In addressing this gorilla, we discuss the uptick in interest around warehouse automation. Hays breaks down what kinds of health systems are exploring automation technologies, how different types of organizations may benefit differently and where CEOs and executives see real opportunity to invest.
Gorilla 2: Visibility (Monkey See)
Hays contends that leaders across the country would be better stewards of their supply chains if they had the tools and systems in place to have better visibility both up and down chain. Central to this, and a topic of discussion since literally Hays’ first-ever council, is data standardization. We discuss in some depth the value and potential of aligning on standards as a mechanism for logistics improvement.
We also discuss the limitations of data and the reticence of clinical personnel, from the surgeon to the pharmacist, to entrust systems to perform tasks that are perceived to be patient care. It’s a hurdle, says Hays, that supply chain must overcome through cross-departmental collaboration and data-driven insights.
On the topic of visibility, we shifted to supplier diversity and lessons learned from the pandemic.
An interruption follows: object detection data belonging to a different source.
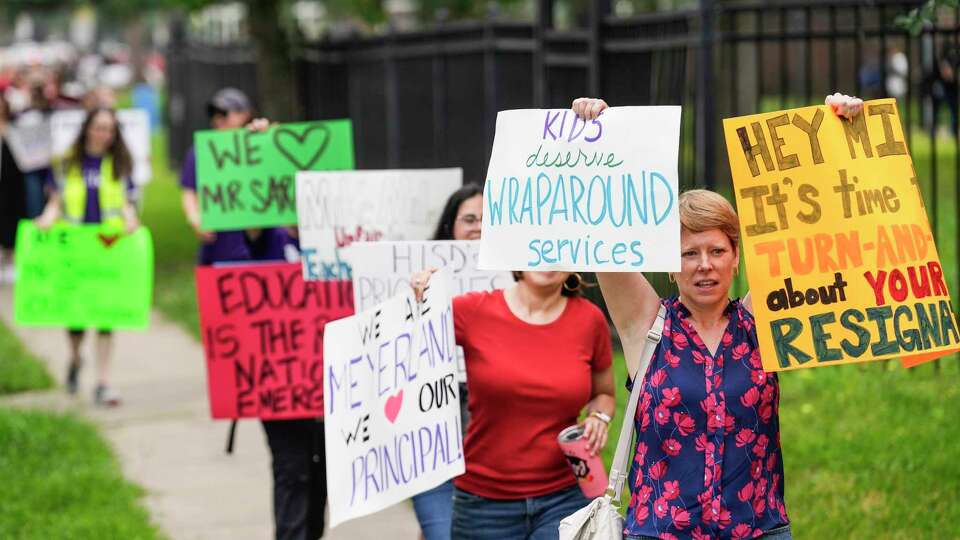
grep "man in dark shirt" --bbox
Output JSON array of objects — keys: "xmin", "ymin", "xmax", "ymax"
[{"xmin": 180, "ymin": 88, "xmax": 327, "ymax": 540}]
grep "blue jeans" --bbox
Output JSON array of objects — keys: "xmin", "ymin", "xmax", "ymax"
[
  {"xmin": 453, "ymin": 486, "xmax": 590, "ymax": 540},
  {"xmin": 413, "ymin": 480, "xmax": 453, "ymax": 540},
  {"xmin": 626, "ymin": 525, "xmax": 793, "ymax": 540}
]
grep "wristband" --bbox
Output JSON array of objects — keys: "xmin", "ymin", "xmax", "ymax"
[{"xmin": 590, "ymin": 411, "xmax": 612, "ymax": 425}]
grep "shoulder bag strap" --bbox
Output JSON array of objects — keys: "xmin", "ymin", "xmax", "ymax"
[{"xmin": 606, "ymin": 304, "xmax": 667, "ymax": 504}]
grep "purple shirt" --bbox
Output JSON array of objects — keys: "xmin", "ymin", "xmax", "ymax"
[
  {"xmin": 624, "ymin": 298, "xmax": 788, "ymax": 540},
  {"xmin": 44, "ymin": 154, "xmax": 136, "ymax": 223},
  {"xmin": 180, "ymin": 146, "xmax": 296, "ymax": 266}
]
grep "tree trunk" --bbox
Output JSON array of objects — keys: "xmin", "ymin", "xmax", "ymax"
[{"xmin": 247, "ymin": 0, "xmax": 301, "ymax": 122}]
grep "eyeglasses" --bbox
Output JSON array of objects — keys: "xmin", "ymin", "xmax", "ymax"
[{"xmin": 457, "ymin": 214, "xmax": 483, "ymax": 226}]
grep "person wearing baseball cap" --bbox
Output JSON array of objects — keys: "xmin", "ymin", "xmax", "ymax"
[{"xmin": 180, "ymin": 88, "xmax": 327, "ymax": 540}]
“Supplier diversity doesn’t solve the problem. The misnomer is that so many people thought, ‘I’ve got three different manufacturers of gowns.’ The problem is all the raw materials came from one city in China. And so, they all were clamoring literally for the exact same product; it was just branded differently by the time it got up here.” – Hays Waldrop
In addressing this gorilla, we navigate the minefields of true supplier diversification, the cost to the bottom line, emergency preparedness tactics undertaken and some IDNs, supply chain strategies around resiliency, and the pressure points that healthcare supply chain executives need to consider. To address visibility is to contemplate the myriad blind spots that exist from raw material to end user and what tools we need to equip ourselves with to shine a light on as many of those dark links in the chain as possible.
Over the next 18 to 24 months, Hays believes that the pressure will ramp up for healthcare supply chain leaders to design new strategies to address the weak links exposed over the past 18 to 24 months, as the tolerance for loose purse strings wanes. As you’ll hear in the full exchange in this episode of the podcast, Hays offers up some thoughtful exercises and tactics that healthcare supply chain leaders can explore to cut out the monkey business in their operations.